暗くなると羽虫たちが電灯にかんかんと音を立てはじめた。
(後から聞くと、朝顔とちゃんまりは部屋だけ網戸を何時間か開けていたので、宿全体に大量の虫が入ってきていた。)
スマホをつけると光に照らされた顔めがけて虫が飛んでくる。
明かりを消すと虫たちが布団の上を這いずりまわる。
2種類のいびきが聞こえてくる。
高音のいびきと低音のいびき。
どちらのいびきも宿の廊下に響きわたる。
これは神経質な人は寝れんのんじゃないか。
朝、ダイビングの前にセイコーマートに寄って「バブ」を二つ買った。
グローブの中に入れて手先を温めるのだ。
前回の流氷ダイビングのリベンジである。
今回は水温19℃あるから間違いなく溶けると思われるので、その様子をちゃんまりに見せたかったのだ。
「溶けたからなんですか?溶けるに決まってるでしょ」
と言われることは目に見えていたが、やらないわけにはいかない。
九州男児としてのケジメなのである。
宿から番屋までは車で10分。
辺りの木々達は葉っぱをつけていた。
地面には緑の草が生えていた。
雪はない。氷もない。
知床の夏は僕たちを優しく受け入れてくれていた。
今回エントリーするところはローソク岩から北側に110mほど離れたところ。
準備をしたら背中が汗だくになる。
ドライのインナーを着ているのが辛い。
石コロコロの浜辺で器材をセットする。
沖にでたら右に向かって泳ぐ。
エキジットはローソク岩。
ビーチドリフトダイビングというスタイル。
さすが北海道の夏の海。
見るからに海藻がすごい。
準備を終えたら番屋に戻ってブリーフィングを聞く。
ガイドさんは前回のツアーの1本目に僕のBCと背中の間にウエイトの塊を入れてくれた青年。
ZEROの赤いドライスーツを着ていたあの青年だ。
前回ほとんど絡んでいないのでどんな方だったのかぜんぜん覚えていなかったが、まゆこんぐと同い年くらいなのにしっかりしているなあという印象だった。
ビーチからでも水深60mまで行けるポイントらしい。
浅瀬は藻場、砂地、岩場、沖に行くとドロップオフ。
地形もすごいが、様々な生物を見ることができる。
四季を通してじっくり潜りこめば新しい発見と興味深い勉強ができそうだった。
こういうところは日本中探してもそうあるものではない。
こんな素晴らしいところをホームグラウンドにして、立派な番屋まで持っていて羨ましい限りであった。

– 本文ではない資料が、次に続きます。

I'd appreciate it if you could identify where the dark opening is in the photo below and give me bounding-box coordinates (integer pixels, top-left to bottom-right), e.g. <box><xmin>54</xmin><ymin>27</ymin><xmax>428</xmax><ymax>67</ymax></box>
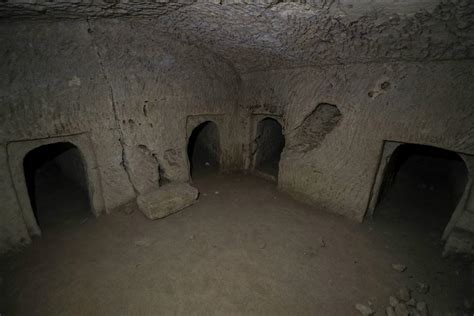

後ろからアシスタントしてくれるのは、知床のマリオこと関 勝則さん。
関さんのことを知らない方は自分で調べて欲しい。
NHKをはじめ色々な番組を手掛けている水中撮影界の大御所である。
性格はいたって温厚。マイペース。
生物と自然にとても詳しく笑顔が可愛い。
ちゃんまりに言わせると、関さんは「知床の妖精」なんだそうだ。
それにしても、この荒々しく神々しい海とZEROのスーツはよく似合っていた。
むしろ、これしかないと言ってもいいだろう。
関さんが着ているとよりZEROの強さが強調して見えた。
隣にいる店長のドライスーツがいささか霞んでしまっていた。
エントリーしてすぐにたいちゃんが上がった。
原因はドライスーツの首が小さくなって苦しかったこと、その上をフードが押さえつけてさらに苦しかったこと、ひさしぶりの海が大自然知床だったことである。
知床の海は、沖縄のように簡単に潜れる海ではない。
夏であったとしても、ブランクダイバー、怖がりダイバーを受け入れてくれる海ではないのだ。
日頃から鍛錬をしておかないといけない。
僕も最初の方ストレスがかかって潜り辛かった。
エントリーしてまず目に飛び込んできたのは海藻のジャングル。
これは食用ではないスジメという海藻。
硬くてゴツい。
こちらは食用の羅臼昆布。
最高級昆布として有名。
ちょっと潜っただけで北の海の豊さを肌で感じられる。
日本の海は本当にすごいのだ。
このあたりから手袋に入れていたバブが徐々に溶け出していた。
暖かさはそれほど感じなかった。
しばらくすると、黒っぽい砂地に変りはじめた。
そこにいたのはイトマキヒトデ。
食べられている白骨死体は「クロマグロ」である。
クロマグロと言ったら黒潮の魚というイメージ。
対馬暖流がガンガン当たる壱岐の七里ケ曽根での豪快なジャンプが目に浮かぶが、今ではシャチと一緒にジャンプする光景が見れるらしい。
日本の海も変わったもんだ。
ホタテ。
ホタテを知らない日本人はいない。
でもホタテがどんなところにいるのか知っている日本人は少ない。
答えは、「何気ない砂地」にいるのである。
何気ないとはいえ、実際には目には見えない豊富な栄養源がこのへんに集まっているのである。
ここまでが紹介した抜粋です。